Confusing performance results from simple conditional code

I am writing a toy game that uses very simple keyboard commands. I need to do a lot of checking to see if certain keys are pressed and I want to ignore case so I do a lot of things like this:

if keycode == 'c' || keycode == 'C'
    blah blah
end

That is ugly and a lot of typing if I have more than a few keys I want to check against. So I tried this for brevity:

if keycode in Set(['c', 'C'])
     blah blah
end

They both work fine but I was curious about performance so I ran a simple speed check (full code at the bottom)

I found that the “||” version was 6-7 times faster than the “Set” version ( I controlled for the || case exiting early, see code below)

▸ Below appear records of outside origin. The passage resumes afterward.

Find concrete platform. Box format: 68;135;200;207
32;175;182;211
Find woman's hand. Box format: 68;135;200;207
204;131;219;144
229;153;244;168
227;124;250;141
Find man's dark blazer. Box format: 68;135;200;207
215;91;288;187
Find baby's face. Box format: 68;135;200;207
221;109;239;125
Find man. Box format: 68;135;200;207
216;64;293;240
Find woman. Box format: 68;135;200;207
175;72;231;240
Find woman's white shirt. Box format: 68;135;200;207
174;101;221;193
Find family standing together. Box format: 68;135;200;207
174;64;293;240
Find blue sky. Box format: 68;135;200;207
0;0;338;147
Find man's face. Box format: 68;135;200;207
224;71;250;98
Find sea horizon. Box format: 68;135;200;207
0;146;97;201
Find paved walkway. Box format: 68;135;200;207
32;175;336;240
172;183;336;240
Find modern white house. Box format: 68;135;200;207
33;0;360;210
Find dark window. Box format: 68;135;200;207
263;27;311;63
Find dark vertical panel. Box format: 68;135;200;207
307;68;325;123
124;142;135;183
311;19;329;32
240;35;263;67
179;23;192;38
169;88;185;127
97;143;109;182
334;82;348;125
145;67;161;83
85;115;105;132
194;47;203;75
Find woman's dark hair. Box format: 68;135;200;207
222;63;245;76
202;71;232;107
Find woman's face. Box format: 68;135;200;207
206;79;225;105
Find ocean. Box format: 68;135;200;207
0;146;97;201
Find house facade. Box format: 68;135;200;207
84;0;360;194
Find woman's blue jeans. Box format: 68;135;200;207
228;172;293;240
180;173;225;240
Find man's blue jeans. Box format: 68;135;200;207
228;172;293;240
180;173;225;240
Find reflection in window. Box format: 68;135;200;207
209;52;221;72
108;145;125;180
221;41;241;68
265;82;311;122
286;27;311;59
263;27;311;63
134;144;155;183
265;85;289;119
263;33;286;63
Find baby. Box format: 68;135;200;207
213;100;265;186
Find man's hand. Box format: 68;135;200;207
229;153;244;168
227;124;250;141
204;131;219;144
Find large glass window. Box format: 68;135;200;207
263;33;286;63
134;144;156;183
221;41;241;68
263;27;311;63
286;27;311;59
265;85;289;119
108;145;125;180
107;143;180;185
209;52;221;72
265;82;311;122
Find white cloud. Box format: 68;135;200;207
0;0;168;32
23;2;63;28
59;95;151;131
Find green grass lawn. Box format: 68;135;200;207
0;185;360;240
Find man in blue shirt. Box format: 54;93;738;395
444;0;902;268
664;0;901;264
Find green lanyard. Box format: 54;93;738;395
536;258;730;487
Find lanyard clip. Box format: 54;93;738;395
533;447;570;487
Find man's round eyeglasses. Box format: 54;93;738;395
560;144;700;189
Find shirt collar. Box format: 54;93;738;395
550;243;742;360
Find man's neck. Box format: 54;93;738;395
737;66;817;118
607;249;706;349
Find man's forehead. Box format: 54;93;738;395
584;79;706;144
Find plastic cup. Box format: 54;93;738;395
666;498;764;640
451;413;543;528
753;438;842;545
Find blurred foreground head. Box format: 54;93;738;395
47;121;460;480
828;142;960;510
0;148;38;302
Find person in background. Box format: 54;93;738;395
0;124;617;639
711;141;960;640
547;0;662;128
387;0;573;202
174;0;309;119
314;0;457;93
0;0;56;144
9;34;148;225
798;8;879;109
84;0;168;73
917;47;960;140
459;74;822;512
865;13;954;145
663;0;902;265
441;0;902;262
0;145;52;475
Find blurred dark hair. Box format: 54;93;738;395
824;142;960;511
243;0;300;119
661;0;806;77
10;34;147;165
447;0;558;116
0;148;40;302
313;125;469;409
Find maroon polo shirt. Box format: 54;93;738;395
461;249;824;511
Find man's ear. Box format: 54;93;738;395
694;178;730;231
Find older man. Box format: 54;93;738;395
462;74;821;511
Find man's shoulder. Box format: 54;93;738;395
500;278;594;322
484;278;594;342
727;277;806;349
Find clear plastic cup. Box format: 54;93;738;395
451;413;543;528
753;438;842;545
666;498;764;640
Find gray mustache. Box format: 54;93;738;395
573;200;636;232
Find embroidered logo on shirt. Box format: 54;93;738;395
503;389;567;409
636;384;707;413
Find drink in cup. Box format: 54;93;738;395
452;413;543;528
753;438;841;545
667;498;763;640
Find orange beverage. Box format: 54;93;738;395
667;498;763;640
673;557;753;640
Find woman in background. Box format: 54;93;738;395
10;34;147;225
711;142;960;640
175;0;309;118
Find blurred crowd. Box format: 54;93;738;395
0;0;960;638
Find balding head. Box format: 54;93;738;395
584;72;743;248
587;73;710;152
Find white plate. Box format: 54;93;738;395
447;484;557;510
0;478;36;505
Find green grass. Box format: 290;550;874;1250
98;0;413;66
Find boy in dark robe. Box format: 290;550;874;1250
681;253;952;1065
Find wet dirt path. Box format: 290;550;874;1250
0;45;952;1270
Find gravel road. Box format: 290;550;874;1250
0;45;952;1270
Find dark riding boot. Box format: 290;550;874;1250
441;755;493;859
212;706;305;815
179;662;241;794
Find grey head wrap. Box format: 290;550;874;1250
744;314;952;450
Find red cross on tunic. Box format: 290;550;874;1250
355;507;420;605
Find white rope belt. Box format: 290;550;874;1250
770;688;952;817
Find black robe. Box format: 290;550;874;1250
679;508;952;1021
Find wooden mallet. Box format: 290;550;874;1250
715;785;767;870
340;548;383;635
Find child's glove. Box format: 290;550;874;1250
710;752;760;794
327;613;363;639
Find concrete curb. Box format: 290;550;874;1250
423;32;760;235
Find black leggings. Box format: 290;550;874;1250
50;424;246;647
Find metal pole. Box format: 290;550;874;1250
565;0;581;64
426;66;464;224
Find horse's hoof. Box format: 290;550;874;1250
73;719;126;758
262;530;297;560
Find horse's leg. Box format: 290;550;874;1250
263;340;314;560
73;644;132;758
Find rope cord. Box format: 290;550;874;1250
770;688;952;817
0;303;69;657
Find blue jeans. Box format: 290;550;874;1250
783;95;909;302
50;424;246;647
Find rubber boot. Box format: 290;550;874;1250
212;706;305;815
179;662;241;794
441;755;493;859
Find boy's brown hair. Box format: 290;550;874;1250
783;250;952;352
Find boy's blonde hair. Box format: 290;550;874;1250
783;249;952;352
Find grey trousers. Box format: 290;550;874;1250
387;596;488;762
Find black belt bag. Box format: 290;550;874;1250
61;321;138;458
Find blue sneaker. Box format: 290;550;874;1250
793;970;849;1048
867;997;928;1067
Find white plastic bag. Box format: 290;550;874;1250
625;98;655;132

So, I decided to try to code a macro to write the “||” version a bit more succinctly. Well that didn’t end well, so I decided to make a “multi_or” function that took in the test variable and the values to check against and returned a Bool (again, see below). That version was by far the fastest of the three, ~800 times faster than the “Set” version and ~140 times faster than the “||” version.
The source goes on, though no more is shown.